Metadata-Version: 1.1
Name: jobarchitect
Version: 0.2.0
Summary: Tools for batching jobs and dealing with file paths
Home-page: https://github.com/JIC-CSB/jobarchitect
Author: Tjelvar Olsson
Author-email: tjelvar.olsson@jic.ac.uk
License: MIT
Download-URL: https://github.com/JIC-CSB/jobarchitect/tarball/0.2.0
Description: Architect jobs for running analyses
        ===================================
        
        .. image:: https://badge.fury.io/py/jobarchitect.svg
           :target: http://badge.fury.io/py/jobarchitect
           :alt: PyPi package
        
        .. image:: https://readthedocs.org/projects/jobarchitect/badge/?version=latest
           :target: http://jobarchitect.readthedocs.io/en/latest/?badge=latest
           :alt: Documentation Status
        
        - Documentation: http://jobarchitect.readthedocs.io
        - GitHub: https://github.com/JIC-CSB/jobarchitect
        - PyPI: https://pypi.python.org/pypi/jobarchitect
        - Free software: MIT License
        
        
        Overview
        --------
        
        This tool is intended to automate generation of scripts to run analysis on data
        sets. To use it, you will need a data set that has been created (or annotated)
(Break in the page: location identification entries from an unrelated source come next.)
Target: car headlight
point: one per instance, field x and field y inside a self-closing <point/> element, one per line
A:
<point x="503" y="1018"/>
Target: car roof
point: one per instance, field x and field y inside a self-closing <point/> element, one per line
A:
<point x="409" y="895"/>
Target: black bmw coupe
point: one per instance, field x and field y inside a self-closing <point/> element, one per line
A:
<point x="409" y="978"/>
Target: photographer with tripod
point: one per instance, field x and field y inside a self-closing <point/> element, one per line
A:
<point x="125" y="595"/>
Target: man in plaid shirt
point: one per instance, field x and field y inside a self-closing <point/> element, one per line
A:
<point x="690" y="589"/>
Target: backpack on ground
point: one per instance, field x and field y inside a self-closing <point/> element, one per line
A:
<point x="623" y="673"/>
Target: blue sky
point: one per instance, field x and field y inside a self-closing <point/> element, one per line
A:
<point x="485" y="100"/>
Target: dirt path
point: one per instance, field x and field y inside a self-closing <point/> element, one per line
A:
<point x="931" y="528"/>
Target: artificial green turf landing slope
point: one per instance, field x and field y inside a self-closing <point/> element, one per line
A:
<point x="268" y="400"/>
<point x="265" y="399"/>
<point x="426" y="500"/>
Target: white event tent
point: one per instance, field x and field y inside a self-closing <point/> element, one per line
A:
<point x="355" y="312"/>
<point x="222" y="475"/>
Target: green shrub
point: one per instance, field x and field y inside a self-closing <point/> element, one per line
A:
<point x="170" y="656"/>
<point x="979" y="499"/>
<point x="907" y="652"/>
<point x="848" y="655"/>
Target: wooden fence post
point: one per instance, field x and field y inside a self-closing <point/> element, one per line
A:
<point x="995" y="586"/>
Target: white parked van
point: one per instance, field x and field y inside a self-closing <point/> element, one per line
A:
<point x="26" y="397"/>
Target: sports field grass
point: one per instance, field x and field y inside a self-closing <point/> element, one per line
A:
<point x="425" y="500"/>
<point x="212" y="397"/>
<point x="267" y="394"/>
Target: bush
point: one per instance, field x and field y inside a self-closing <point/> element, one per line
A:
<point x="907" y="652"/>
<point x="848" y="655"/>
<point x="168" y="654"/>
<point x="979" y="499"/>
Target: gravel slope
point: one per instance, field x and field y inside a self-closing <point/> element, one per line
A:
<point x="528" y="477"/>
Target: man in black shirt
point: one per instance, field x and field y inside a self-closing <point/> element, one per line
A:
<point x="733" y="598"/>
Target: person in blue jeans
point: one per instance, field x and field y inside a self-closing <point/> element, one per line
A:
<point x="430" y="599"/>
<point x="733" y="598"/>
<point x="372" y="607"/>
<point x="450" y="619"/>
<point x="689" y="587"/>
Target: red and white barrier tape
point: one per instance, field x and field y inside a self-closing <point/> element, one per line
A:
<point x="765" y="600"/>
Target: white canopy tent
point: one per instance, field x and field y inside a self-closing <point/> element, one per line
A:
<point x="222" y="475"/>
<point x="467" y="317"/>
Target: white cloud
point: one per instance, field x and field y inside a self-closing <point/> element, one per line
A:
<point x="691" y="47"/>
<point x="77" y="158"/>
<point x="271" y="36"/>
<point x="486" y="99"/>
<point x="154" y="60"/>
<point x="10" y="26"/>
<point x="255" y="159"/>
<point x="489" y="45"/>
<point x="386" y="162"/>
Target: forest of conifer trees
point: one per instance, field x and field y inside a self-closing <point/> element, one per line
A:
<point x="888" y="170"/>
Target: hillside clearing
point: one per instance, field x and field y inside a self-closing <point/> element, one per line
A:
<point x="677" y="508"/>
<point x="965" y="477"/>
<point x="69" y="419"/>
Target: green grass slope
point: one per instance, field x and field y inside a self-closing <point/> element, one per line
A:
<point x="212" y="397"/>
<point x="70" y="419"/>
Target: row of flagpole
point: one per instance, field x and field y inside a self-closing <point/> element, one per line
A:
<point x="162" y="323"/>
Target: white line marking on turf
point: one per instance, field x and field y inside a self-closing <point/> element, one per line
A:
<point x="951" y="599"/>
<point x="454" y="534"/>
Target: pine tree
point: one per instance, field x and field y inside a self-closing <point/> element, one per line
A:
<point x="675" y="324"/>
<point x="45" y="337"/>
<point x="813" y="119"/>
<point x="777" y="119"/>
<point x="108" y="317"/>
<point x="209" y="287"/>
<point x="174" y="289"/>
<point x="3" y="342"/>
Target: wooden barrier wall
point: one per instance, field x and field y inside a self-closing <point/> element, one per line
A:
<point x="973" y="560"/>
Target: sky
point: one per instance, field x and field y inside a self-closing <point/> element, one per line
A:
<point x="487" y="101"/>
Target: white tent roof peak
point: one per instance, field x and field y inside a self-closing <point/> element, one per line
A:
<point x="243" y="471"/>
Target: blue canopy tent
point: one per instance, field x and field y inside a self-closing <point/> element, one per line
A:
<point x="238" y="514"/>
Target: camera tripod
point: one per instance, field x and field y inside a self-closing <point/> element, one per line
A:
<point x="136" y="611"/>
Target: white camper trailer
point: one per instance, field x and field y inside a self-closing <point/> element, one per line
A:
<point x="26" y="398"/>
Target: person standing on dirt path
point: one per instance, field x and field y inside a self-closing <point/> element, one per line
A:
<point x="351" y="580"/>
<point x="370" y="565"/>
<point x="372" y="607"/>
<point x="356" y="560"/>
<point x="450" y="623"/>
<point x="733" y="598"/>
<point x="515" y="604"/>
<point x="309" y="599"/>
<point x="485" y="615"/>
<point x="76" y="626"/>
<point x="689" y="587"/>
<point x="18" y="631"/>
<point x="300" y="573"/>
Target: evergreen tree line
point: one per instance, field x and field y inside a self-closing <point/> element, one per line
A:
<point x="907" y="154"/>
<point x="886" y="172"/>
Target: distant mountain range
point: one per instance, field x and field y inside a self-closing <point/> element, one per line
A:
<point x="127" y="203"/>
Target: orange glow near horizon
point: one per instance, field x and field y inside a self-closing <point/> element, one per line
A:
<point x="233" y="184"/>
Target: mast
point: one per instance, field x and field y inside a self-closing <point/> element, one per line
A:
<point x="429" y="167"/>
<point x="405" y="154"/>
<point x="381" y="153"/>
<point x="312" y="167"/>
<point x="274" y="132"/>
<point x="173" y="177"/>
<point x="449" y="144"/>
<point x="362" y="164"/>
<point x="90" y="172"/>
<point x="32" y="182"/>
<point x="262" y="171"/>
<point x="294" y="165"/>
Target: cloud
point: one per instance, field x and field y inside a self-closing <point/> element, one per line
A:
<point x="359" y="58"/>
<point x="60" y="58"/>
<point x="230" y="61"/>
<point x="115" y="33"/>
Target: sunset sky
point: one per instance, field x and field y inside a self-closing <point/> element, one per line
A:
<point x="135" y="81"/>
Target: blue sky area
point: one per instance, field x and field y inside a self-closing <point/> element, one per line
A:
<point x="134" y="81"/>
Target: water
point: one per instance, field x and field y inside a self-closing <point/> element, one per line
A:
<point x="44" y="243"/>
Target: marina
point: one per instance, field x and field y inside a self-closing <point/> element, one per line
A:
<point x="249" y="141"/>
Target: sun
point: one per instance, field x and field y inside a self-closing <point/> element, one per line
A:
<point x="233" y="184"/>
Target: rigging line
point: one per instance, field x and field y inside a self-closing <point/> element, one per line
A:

        with `dtool <https://github.com/JIC-CSB/dtool>`_.
        It aims to help by:
        
        1. Removing the need to know where specific data items are stored in a data set
        2. Providing a means to split an analyses into several chunks (file based
           parallelization)
        3. Providing a framework for seamlessly running an analyses inside a container
        
        
        Design
        ------
        
        This project has two main components. The first is a command line tool named
        ``sketchjob`` intended to be used by the end user. It is used to generate
        scripts defining jobs to be run. The second (``_analyse_by_ids``) is a command
        line tool that is used by the scripts generated by ``sketchjob``. The end user
        is not meant to make use of this second script directly.
        
        
        Installation
        ------------
        
        To install the jobarchitect package.
        
        ::
        
            $ cd jobarchitect
            $ python setup.py install
        
        
        Use
        ---
        
        To generate bash scripts for data analysis, first create a job template, e.g.::
        
            $ echo "echo {input_file} > {output_file}" > job.tmpl
        
        Then an example dataset::
        
            $ datatool new dataset
            project_name [project_name]:
            dataset_name [dataset_name]: example_dataset
            ...
        
            $ echo "My example data" > example_dataset/data/my_file.txt
            $ datatool manifest update example_dataset/
        
        Create an output directory::
        
            $ mkdir output
        
        Then you can generate analysis run scripts with::
        
            $ sketchjob job.tmpl example_dataset/ output/
            #!/bin/bash
            _analyse_by_ids  \
              --program_template="echo {input_file} > {output_file}"  \
              --input_dataset_path=example_dataset/  \
              --output_root=output/  \
              e4c73fa7c34b76499ac13fc5c335fa007e9c3e8f
        
        Try the script with::
        
            $ sketchjob job.tmpl example_dataset/ output/ > run.sh
            $ bash run.sh
            $ cat output/my_file.txt
            /Users/hartleym/scratch/example_dataset/data/my_file.txt
        
        Working with Docker
        -------------------
        
        Building a Docker image
        ^^^^^^^^^^^^^^^^^^^^^^^
        
        For the tests to pass, you will need to build an example Docker image, which
        you do with the provided script::
        
            $ bash build_docker_image.sh
        
        Running code with the Docker backend
        ^^^^^^^^^^^^^^^^^^^^^^^^^^^^^^^^^^^^
        
        By inspecting the script and associcated Docker file, you can get an idea of
        how to build Docker images that can be used with the jobarchitect Docker
        backend, e.g::
        
            $ sketchjob job.tmpl example_dataset/ output/ --backend=docker --image-name=jicscicomp/jobarchitect
        
            #!/bin/bash
            IMAGE_NAME=jicscicomp/jobarchitect
            docker run  \
              --rm  \
              -v example_dataset/:/input_dataset:ro  \
              -v output/:/output  \
              $IMAGE_NAME  \
              _analyse_by_ids  \
                --program_template "echo {input_file} > {output_file}"  \
                --input_dataset_path=/input_dataset  \
                --output_root=/output  \
                e4c73fa7c34b76499ac13fc5c335fa007e9c3e8f
        
Platform: UNKNOWN